Parce que le consommateur est bombardé et presque imperméable à la publicité, elles tirent ainsi leur épingle du jeu dans un environnement saturé. «Les partis politiques sont les seules entités autorisées à utiliser la publicité négative», précise Thierry Giasson. Les règles canadiennes en matière de publicité comparative sont strictes. Au-delà de la comparaison factuelle, l'offensive ne doit pas laisser une impression générale négative aux consommateurs en discréditant ou en dénigrant «injustement» d’autres produits ou services.

Peu de publicités demeurent foncièrement négatives ici, l’utilisation d’un ton humoristique étant plutôt privilégiée. «Au Québec, on discrédite par l’humour, explique le professeur.
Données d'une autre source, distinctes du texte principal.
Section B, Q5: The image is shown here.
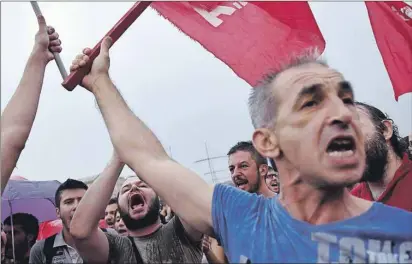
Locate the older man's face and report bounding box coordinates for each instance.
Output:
[254,63,365,187]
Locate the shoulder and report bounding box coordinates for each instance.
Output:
[373,202,412,232]
[105,232,132,248]
[350,182,366,197]
[212,184,268,207]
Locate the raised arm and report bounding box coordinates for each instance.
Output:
[70,154,124,263]
[71,38,213,234]
[1,16,61,193]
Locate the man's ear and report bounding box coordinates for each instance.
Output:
[27,234,36,245]
[382,120,393,141]
[252,128,280,158]
[56,207,60,218]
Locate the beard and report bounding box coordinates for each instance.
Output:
[118,195,160,231]
[361,132,389,182]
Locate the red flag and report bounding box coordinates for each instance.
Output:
[151,1,325,86]
[365,1,412,101]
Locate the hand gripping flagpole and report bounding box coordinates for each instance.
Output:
[62,1,151,91]
[30,1,67,80]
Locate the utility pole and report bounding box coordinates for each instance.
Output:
[195,141,226,183]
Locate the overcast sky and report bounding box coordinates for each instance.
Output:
[1,2,412,184]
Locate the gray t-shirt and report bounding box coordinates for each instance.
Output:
[109,216,203,263]
[29,229,136,264]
La publicité est déterminée sur la base des électeurs. Une campagne qui fonctionne attire les votes dont on a besoin, selon des objectifs stratégiques établis longtemps d’avance.»
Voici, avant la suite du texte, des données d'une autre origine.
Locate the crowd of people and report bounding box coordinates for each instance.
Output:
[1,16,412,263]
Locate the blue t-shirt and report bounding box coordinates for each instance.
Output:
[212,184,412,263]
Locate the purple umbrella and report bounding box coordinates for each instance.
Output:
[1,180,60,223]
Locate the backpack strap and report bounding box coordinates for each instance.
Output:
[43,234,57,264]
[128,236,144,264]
«Les offensives négatives fonctionnent. Elles choquent, heurtent les opinions et stimulent énormément l’attention.»

Marc Desnoyers, directeur du groupe-conseil d'Upperkut, agence derrière les campagnes de la mairesse Valérie Plante et du Parti québécois, plus récemment, est aussi d’avis que «la petite bine sur l’épaule» est beaucoup plus payante au Québec. «Ici, c’est plus complexe d’être carrément méchant. Les attaques fonctionnent moins bien et renforcent le cynisme ambiant.»

En 1993, les conservateurs de Kim Campbell ont voulu démontrer aux Canadiens que «Jean Chrétien n’avait pas l’étoffe d’un chef de gouvernement». Diffusée une seule fois, «c’est cette campagne qui a posé les jalons de ce qui est socialement acceptable en publicité électorale», selon Thierry Giasson. Il rappelle également la campagne du Parti libéral de Québec en 2012, qui présentait «ridiculement» Pauline Marois, casseroles à la main.

Les messages sont généralement conçus à la toute fin d’un parcours électoral. Si «de 50% à 60% des gens savent pour qui ils vont voter et ne changeront pas d’opinion malgré la campagne, il suffit de semer le doute dans l’esprit des électeurs indécis ou qui envisagent de voter pour les adversaires», conclut Thierry Giasson. La recette selon le chercheur? «15 secondes d’attaque et 15 secondes pour se mettre en valeur.»